The Housewives of the 60s

I finally got my hands on some generic Valium in preparation for my MRI. I was looking forward to seeing what it was all those unhappy housewives had used to get through the day. (I don't think the Feminine Mystique touched on this, but I haven't read it for a while.) Such a disappointment. It didn't even allay my slight anxiety, just made me sleepy. This was just one of many of the day's surprises and my misapprehensions. The Breast Center people had told me that I would get my results right after the MRI. (The MRI should reveal whether the calcifications in my right breast, the "clean, good" breast, are malignant.) The MRI people told me on the phone that it was not an open MRI. The MRI person told me there that the MRI was doughnut shaped. I thought for a moment I would have to curve my body inside it. I found out: I'll get results in a few days, it was an open MRI, and I did not have to curve my body inside a hollow doughnut (or bagel).

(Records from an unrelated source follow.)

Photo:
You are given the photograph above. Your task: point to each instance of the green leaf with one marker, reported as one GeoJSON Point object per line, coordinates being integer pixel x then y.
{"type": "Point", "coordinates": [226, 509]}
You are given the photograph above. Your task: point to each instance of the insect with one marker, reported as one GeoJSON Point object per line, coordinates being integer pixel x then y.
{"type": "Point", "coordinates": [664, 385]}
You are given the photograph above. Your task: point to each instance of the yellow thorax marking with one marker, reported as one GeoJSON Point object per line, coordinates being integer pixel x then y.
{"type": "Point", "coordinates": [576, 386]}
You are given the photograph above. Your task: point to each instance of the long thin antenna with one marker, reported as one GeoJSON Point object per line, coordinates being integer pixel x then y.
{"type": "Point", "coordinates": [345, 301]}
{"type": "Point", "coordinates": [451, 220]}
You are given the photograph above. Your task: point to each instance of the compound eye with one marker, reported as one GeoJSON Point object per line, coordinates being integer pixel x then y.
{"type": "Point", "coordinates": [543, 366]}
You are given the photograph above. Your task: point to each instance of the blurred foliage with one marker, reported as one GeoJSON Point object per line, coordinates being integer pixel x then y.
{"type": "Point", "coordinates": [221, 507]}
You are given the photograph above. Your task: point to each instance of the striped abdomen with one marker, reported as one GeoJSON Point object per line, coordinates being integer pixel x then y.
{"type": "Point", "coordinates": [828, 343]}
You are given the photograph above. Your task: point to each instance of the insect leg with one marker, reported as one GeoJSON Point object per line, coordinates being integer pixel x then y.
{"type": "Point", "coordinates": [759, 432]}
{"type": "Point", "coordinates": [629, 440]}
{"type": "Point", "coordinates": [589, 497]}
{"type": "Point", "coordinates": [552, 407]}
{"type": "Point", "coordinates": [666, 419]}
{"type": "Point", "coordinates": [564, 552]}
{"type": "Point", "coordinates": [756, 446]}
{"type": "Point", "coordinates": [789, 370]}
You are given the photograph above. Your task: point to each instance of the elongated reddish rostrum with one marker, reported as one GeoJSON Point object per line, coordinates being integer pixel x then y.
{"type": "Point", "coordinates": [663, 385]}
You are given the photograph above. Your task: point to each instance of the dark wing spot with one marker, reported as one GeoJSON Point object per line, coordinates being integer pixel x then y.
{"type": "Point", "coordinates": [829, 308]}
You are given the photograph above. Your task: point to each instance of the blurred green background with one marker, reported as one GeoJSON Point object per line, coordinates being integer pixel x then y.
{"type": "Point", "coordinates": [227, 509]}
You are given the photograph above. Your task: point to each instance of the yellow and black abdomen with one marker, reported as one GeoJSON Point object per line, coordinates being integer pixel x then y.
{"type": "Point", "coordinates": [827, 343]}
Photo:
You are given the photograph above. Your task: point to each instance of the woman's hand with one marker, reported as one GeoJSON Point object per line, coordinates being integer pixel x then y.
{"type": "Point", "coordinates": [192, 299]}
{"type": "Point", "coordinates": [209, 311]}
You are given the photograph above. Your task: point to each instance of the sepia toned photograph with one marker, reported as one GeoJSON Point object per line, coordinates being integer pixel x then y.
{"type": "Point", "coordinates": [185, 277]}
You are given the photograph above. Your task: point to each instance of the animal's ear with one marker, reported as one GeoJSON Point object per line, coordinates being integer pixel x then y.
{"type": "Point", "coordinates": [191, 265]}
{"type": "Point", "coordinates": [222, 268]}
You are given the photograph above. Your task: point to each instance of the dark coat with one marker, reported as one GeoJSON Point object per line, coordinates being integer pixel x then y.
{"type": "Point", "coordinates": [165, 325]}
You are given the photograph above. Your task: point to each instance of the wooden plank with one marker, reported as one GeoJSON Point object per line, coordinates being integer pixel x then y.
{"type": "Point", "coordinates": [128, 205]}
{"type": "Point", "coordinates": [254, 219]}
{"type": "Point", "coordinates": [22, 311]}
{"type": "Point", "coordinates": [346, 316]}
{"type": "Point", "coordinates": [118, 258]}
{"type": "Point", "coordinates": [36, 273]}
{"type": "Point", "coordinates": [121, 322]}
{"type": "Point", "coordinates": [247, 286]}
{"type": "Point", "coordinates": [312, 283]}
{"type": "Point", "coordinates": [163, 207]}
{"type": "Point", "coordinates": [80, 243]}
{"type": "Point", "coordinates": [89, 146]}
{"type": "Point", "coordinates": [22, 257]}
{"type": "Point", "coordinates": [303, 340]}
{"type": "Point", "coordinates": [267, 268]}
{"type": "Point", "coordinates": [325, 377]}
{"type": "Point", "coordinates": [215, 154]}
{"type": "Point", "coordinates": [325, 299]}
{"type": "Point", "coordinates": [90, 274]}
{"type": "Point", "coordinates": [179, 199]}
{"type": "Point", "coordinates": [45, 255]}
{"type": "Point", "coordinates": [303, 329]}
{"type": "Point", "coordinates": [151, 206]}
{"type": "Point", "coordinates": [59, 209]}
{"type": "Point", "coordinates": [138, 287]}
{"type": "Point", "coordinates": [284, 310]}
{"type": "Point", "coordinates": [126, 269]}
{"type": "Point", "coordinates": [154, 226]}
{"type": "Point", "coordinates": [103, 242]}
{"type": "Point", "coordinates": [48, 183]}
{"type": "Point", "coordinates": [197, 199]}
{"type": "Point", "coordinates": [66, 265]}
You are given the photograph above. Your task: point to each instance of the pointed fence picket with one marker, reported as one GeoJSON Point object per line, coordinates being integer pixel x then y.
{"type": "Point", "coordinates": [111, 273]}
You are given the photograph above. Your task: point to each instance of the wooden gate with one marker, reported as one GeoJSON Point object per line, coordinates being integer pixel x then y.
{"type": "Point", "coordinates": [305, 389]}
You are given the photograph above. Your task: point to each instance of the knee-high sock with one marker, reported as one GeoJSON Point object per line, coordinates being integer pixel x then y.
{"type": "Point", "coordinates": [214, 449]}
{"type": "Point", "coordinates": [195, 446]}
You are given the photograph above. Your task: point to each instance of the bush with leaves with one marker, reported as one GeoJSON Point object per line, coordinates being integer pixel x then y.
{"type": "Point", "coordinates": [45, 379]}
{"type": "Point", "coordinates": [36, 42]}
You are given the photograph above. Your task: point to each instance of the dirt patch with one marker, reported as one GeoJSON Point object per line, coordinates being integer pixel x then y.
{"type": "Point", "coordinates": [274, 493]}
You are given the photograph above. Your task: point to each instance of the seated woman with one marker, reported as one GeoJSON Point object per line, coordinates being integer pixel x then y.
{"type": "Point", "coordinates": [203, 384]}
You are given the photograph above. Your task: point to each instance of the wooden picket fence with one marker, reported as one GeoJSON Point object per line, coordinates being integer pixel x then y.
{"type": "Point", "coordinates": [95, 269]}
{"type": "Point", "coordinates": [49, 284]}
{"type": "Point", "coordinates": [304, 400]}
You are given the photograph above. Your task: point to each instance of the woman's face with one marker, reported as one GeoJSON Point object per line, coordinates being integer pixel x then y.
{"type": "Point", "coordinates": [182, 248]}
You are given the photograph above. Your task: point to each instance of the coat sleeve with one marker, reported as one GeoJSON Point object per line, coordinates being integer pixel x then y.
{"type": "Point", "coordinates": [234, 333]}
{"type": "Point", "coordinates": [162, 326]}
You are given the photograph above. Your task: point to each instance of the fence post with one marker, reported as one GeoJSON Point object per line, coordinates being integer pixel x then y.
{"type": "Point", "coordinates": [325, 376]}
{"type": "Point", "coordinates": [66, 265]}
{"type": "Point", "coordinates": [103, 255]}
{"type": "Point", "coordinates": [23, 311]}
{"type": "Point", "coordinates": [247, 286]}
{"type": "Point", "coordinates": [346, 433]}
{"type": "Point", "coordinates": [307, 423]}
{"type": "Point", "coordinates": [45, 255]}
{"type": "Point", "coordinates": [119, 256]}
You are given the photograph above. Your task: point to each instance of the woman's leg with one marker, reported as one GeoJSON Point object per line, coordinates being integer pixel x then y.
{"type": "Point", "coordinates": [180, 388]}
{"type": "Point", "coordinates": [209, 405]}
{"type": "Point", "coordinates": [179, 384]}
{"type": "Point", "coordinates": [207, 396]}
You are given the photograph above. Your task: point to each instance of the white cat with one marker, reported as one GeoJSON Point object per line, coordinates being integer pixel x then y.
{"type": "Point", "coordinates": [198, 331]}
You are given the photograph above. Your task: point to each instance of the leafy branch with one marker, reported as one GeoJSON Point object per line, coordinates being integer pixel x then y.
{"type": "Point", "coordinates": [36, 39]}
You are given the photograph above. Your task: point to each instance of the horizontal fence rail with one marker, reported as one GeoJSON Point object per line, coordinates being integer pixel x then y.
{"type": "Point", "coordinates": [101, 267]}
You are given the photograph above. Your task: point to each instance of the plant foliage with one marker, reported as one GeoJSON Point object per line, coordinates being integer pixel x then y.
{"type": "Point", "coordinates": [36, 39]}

My gracious friend P picked me up and drove us to Fancy Hospital. The staff was very friendly and efficient. I was singing "Mother's Little Helpers" while changing clothes, still hoping for a Valium high. The MRI was the tube everyone talks about, but it was white (I'd imagined it like a black iron lung) and it was doughnut-shaped, but the doughnut was perpendicular to the floor. I lay face down on a bed-like thing, which had holes for my breasts to poke through (blue mesh "baskets" containing them) and a pillow for my head. I turned my head left and the bed was pushed into the hole of the "doughnut." I fell asleep from time to time. I had imagined that P would read The New Yorker to me (or, if I couldn't follow the articles in my retro-housewife haze, from Italo Calvino's Italian fairy tales) but the MRI-related noise was too loud for such a thing. She sat in a chair near my head and read The New Yorker to herself. I drifted off, drooling on the pillow, with intermittent noise coming somehow from the machine. It sounded sort of like a fire alarm inside a bulding. Like very loud buzzes. Every so often the tech would ask me... something. What did she ask me? What could she have asked me? If I was OK, maybe. Or maybe she warned me when there would be more noise. Then it was over. I felt I was in a spacious cave open at both ends but when I lifted my head up a bit I realized I was only a few inches from the "ceiling" of the tube.

It was quite uneventful except for the anticipation. Afterward I had hiccups and was very sleepy. We stopped for coffee at The Cool Italian Bakery-Cafe in Gentrificationland. We were sitting at our tables talking all about breast cancer and wondering what histology was. P thought it was the study of cells. A lovely young woman studying at the table next to us told us that it was the study of tissues and that pathology is the study of diseased tissues. She's a third-year med student who is thinking of going into OB-GYN. When we walked to the car, I said ours would have been a wonderful conversation for one of my students to have overheard and transcribed. I assigned them overheard conversations the other week. One of them was sick all week and so wrote down a dialogue she'd heard in her dream. P and I wondered whether all the voices you hear in dreams are necessarily in your own diction and rhythm. Once when I taught at the Arty School, a student turned in a description of a dream, but it was typed single-spaced, which I don't accept. I told her it had to be double-spaced. When she gave it back to me, I saw that she had physically cut out every line and then pasted each on a piece of paper, with space in between them. I think she had some out of sequence, too, or upside down. It was very funny and dream-like.

So our household has been disappointed lately in the efficacy of our meds. L twisted his back and is waiting for the muscle relaxant to kick in. I grateful that I don't see Valium addiction in my future.

**
I just looked in the index in The Feminine Mystique. Valium, depression, drugs, medication--all not listed. Closest was "anomie," which is caused "by never achieving the hard core of self that comes not from fantasy but from mastering reality." This causes boredom, "purposelessness, non-existence, non-involvement with the world that can be called anomie, or lack of identity, or merely felt as the problem that has no name."

All of my women friends have a purpose and we are using our educations, and most of us are also on anti-depressants or anti-anxiety medications. Explain that.